Adjusting to Real Life After Social Media
3 min readOct 11, 2021
The challenges of a break from Twitter and Instagram
Maybe it was all the ads on Twitter. Maybe I was tired of seeing every complex issue reduced to a heated binary conflict. In any event, a few weeks ago, I set a screen time limit on my phone for Twitter and Instagram, and it all just stopped. Now I’m only on a few minutes day, at most. It wasn’t quite as easy as I thought.
- My eyes are no longer accustomed to the stillness of life. Sitting at my desk, in my NYC bedroom, I’m looking out at the building next door. Its rectangular windows are shaped like my cell phone screen, and during the first few days of my social media break, I almost expected them to scroll or fill with images. But they are fixed in brick.
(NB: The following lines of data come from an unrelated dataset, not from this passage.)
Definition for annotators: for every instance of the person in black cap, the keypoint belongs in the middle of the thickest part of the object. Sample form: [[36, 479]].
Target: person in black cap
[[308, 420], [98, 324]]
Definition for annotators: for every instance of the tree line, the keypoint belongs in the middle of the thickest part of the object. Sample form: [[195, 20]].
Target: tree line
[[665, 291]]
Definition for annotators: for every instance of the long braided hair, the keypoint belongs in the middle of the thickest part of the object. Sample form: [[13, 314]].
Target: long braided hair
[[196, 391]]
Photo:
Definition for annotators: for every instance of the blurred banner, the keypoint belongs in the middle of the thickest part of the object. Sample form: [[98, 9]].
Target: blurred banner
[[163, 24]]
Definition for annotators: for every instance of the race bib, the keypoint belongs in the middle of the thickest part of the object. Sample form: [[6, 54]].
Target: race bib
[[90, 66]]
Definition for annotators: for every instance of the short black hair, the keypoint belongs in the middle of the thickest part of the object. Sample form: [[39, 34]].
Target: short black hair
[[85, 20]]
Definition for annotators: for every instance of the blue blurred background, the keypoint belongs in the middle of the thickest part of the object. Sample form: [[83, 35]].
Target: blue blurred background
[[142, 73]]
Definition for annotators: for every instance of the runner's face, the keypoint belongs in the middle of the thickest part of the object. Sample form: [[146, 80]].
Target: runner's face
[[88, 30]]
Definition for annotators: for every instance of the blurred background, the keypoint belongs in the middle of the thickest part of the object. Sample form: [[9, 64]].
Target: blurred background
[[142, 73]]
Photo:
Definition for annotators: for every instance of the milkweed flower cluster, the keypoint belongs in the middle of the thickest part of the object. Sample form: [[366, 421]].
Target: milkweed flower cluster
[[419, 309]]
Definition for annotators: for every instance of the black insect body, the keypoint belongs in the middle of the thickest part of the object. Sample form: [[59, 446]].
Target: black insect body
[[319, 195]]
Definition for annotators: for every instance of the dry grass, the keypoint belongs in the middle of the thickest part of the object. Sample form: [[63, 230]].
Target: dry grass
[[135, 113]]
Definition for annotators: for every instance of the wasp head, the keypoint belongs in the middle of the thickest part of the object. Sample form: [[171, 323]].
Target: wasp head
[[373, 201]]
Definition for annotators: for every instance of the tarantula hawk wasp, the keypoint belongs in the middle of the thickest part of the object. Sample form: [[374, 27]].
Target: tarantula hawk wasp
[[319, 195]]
It’s an adjunct building for a hospital — I think it contains some labs and offices — so there’s barely ever any movement or change. Seeking movement and distraction, my eyes flit around my desk and room, resisting focus.
- My eyes are tired. Or — I’m finally feeling how tired they’ve been. The constant absorption of visual information, the gazing and switching — it had become a habit. Now that I don’t just hitch my eyes to the moving visual parade of social media, numbing everything, I’m feeling the pull and burn of eye strain.